On February 24, the Board of Governors of the Federal Reserve System (Federal Reserve) issued a supervisory letter (Letter) intended for distribution to all entities regulated by the Federal Reserve. The letter, SR 09-4, advised bank holding companies (BHCs) and state-member banks to use care before declaring dividends, particularly with respect to trust preferred securities, or repaying outstanding debt obligations, if such entities have received assistance under the Troubled Asset Relief Program’s Capital Purchase Program (CPP). While the guidance issued under new SR 09-4 largely restated existing Federal Reserve guidance with respect to preserving the holding company as a source of strength, the Letter also stated as follows: “[A] recipient of taxpayer funds through [new governmental capital programs such as the CPP] should consider and communicate reasonably in advance to Federal Reserve supervisory staff how the BHC’s proposed dividends, capital redemptions, and capital repurchases are consistent with the requirements applicable to its receipt of capital under the program and its ability to redeem, within a reasonable period of time and with Federal Reserve consent, its outstanding capital issuance under the program.

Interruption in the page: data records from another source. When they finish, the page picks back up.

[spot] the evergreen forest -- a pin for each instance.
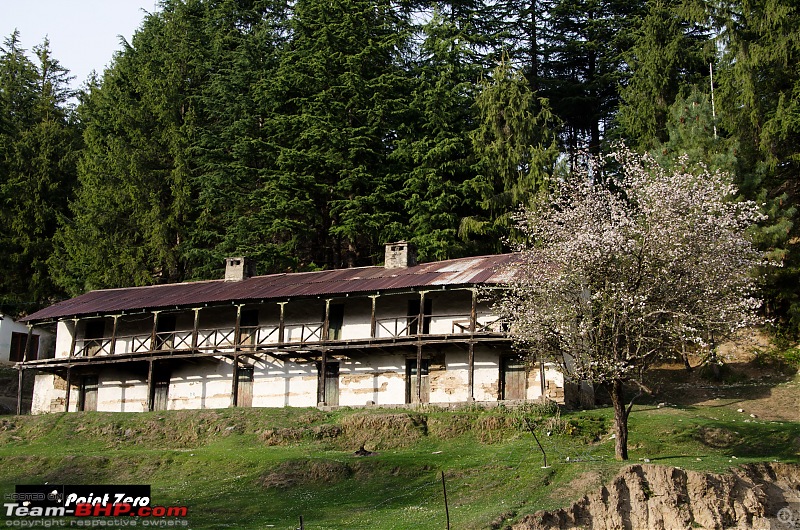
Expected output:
(305, 134)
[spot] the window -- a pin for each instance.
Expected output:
(18, 341)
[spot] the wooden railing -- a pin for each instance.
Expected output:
(254, 337)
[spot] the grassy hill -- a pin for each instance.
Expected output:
(263, 468)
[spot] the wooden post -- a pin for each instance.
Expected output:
(471, 368)
(326, 324)
(473, 313)
(113, 346)
(446, 509)
(150, 386)
(323, 375)
(26, 353)
(421, 317)
(282, 323)
(153, 335)
(237, 330)
(74, 337)
(19, 390)
(542, 381)
(373, 323)
(235, 386)
(69, 388)
(195, 329)
(473, 317)
(419, 344)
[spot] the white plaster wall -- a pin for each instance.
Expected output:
(487, 374)
(380, 380)
(44, 393)
(283, 384)
(118, 391)
(201, 386)
(552, 376)
(450, 385)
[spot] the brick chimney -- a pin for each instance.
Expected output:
(238, 269)
(400, 255)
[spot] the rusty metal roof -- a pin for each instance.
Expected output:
(482, 270)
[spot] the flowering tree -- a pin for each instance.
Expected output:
(619, 272)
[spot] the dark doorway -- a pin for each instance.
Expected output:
(87, 397)
(513, 378)
(335, 321)
(412, 396)
(248, 327)
(165, 332)
(331, 392)
(244, 386)
(93, 337)
(161, 379)
(413, 316)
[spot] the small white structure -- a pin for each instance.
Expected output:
(391, 335)
(14, 340)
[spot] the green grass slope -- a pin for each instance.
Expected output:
(264, 468)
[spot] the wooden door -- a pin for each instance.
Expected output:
(513, 378)
(244, 386)
(161, 379)
(335, 321)
(248, 327)
(412, 396)
(331, 391)
(87, 399)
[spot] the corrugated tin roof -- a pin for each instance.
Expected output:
(463, 271)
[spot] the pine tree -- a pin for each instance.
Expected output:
(759, 79)
(671, 51)
(516, 148)
(39, 142)
(337, 93)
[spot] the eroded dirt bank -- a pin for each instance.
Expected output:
(666, 498)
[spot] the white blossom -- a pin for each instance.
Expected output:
(620, 273)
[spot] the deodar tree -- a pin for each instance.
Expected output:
(621, 270)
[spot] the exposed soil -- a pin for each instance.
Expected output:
(651, 497)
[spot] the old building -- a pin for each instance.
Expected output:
(402, 333)
(14, 340)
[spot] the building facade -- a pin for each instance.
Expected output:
(392, 335)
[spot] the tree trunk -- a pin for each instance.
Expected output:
(620, 420)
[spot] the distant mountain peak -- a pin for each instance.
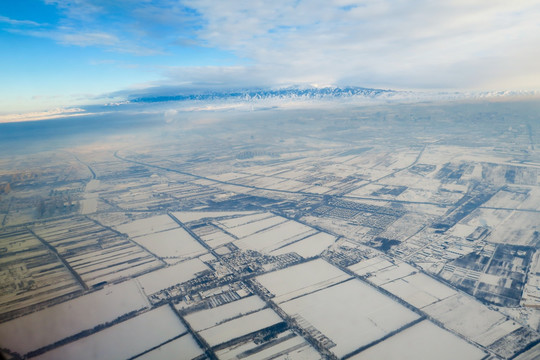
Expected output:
(291, 92)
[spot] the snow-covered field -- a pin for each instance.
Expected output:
(45, 327)
(172, 275)
(275, 237)
(471, 319)
(240, 326)
(124, 340)
(308, 247)
(351, 314)
(294, 346)
(175, 242)
(147, 226)
(185, 347)
(301, 279)
(211, 317)
(189, 216)
(422, 341)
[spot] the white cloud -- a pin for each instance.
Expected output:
(399, 43)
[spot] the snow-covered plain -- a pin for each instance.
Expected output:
(351, 314)
(124, 340)
(172, 275)
(45, 327)
(301, 279)
(422, 341)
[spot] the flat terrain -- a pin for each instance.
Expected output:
(382, 232)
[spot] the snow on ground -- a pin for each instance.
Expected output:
(471, 319)
(189, 216)
(216, 238)
(301, 279)
(308, 247)
(240, 326)
(171, 243)
(147, 226)
(256, 226)
(185, 347)
(520, 228)
(45, 327)
(275, 237)
(351, 314)
(231, 223)
(285, 345)
(205, 319)
(124, 340)
(422, 341)
(172, 275)
(419, 289)
(370, 266)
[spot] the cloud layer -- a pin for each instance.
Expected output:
(398, 44)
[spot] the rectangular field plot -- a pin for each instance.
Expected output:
(250, 228)
(185, 347)
(285, 345)
(96, 253)
(471, 319)
(125, 340)
(45, 327)
(30, 273)
(301, 279)
(232, 329)
(172, 275)
(311, 246)
(275, 237)
(213, 236)
(404, 281)
(351, 315)
(173, 243)
(190, 216)
(422, 341)
(205, 319)
(147, 226)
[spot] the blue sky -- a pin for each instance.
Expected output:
(65, 53)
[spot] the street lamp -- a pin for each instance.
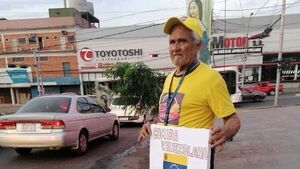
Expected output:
(244, 58)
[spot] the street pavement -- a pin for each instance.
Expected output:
(268, 139)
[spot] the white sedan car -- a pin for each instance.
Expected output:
(57, 121)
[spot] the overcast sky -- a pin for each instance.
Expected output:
(129, 12)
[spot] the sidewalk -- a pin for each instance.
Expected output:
(268, 139)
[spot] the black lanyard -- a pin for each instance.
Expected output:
(172, 96)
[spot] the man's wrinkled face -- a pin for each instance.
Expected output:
(182, 48)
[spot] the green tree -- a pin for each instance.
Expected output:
(136, 83)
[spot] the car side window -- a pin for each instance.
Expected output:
(83, 106)
(95, 107)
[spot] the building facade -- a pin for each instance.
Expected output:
(99, 49)
(38, 56)
(258, 52)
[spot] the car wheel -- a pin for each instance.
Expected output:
(115, 132)
(82, 144)
(23, 151)
(256, 99)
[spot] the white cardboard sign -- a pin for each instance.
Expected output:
(179, 148)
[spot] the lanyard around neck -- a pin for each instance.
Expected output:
(172, 96)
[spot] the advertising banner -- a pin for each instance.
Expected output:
(18, 75)
(202, 10)
(179, 148)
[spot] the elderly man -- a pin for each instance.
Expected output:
(193, 94)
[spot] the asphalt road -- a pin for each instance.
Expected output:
(63, 159)
(101, 149)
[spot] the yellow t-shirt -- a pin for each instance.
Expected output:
(202, 96)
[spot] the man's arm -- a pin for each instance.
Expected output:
(145, 131)
(219, 135)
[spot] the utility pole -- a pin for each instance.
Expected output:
(279, 62)
(39, 79)
(244, 58)
(37, 73)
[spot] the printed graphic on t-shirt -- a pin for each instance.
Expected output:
(174, 114)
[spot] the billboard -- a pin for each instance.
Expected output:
(202, 9)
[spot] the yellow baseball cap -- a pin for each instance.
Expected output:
(189, 22)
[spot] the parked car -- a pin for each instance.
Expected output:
(266, 87)
(255, 96)
(131, 114)
(55, 121)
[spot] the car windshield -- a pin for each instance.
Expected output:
(121, 101)
(46, 105)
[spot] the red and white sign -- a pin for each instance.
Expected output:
(86, 54)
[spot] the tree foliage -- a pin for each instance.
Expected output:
(136, 82)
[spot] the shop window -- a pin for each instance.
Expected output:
(32, 40)
(288, 74)
(71, 39)
(21, 41)
(44, 58)
(67, 69)
(11, 65)
(18, 59)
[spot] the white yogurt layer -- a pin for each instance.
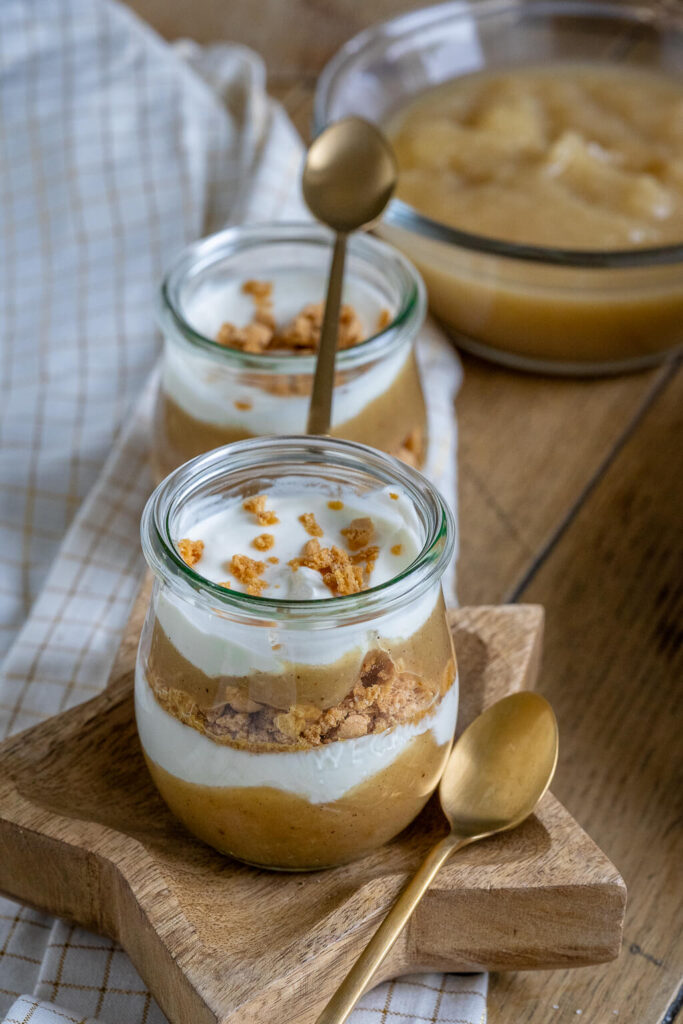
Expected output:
(208, 391)
(225, 647)
(321, 774)
(233, 528)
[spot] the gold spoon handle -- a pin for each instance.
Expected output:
(319, 412)
(358, 978)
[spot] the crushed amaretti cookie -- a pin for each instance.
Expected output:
(301, 335)
(248, 571)
(359, 532)
(190, 551)
(385, 694)
(264, 517)
(335, 566)
(264, 542)
(309, 523)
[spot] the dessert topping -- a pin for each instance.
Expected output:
(248, 571)
(301, 335)
(334, 565)
(358, 532)
(264, 517)
(190, 551)
(263, 542)
(309, 523)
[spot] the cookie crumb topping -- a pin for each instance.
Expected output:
(359, 532)
(190, 551)
(264, 542)
(301, 335)
(248, 571)
(310, 524)
(264, 517)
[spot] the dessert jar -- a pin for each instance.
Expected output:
(211, 394)
(296, 733)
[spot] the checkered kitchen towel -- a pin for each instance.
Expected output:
(115, 151)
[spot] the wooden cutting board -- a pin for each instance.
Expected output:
(83, 835)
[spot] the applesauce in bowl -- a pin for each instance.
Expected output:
(541, 185)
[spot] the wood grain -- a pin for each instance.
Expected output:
(84, 835)
(612, 589)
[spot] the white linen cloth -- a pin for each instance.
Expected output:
(116, 150)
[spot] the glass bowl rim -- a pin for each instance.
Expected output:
(427, 567)
(401, 215)
(230, 240)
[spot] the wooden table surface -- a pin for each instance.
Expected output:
(570, 496)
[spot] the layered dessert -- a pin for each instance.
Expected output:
(299, 736)
(564, 158)
(251, 372)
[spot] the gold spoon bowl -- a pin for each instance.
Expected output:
(348, 178)
(498, 771)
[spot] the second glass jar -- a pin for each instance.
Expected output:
(211, 394)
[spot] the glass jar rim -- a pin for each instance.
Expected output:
(206, 251)
(426, 568)
(407, 217)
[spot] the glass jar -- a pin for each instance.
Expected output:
(295, 734)
(211, 394)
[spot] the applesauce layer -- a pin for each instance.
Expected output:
(273, 828)
(393, 422)
(427, 654)
(570, 156)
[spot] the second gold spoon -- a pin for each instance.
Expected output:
(349, 175)
(497, 773)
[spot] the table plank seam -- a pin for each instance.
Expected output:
(662, 383)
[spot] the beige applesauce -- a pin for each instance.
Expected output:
(570, 157)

While not expressly prohibited, BHCs are discouraged from using proceeds of the CPP or other public investment to pay dividends on trust preferred securities or repay debt obligations. If the financial condition of a CPP or other program participant deteriorates significantly, it may be appropriate for that BHC to cease paying dividends on the investment, as well as on trust preferred securities. Likewise, participants in such programs should ensure that stock redemptions and repurchases are consistent with program requirements and, if permissible, are consistent with redemption of capital issued under the program as soon as reasonably feasible and appropriate.”  

Under the standard terms of the CPP, so long as dividends are current on outstanding preferred stock issued to the U.S. Treasury Department, dividends to existing shareholders are not prohibited. It is not clear at this time whether the Letter is intended, via regulatory fiat, to change the terms of the CPP documents. Consultation with the Federal Reserve is therefore recommended on an individual institution basis.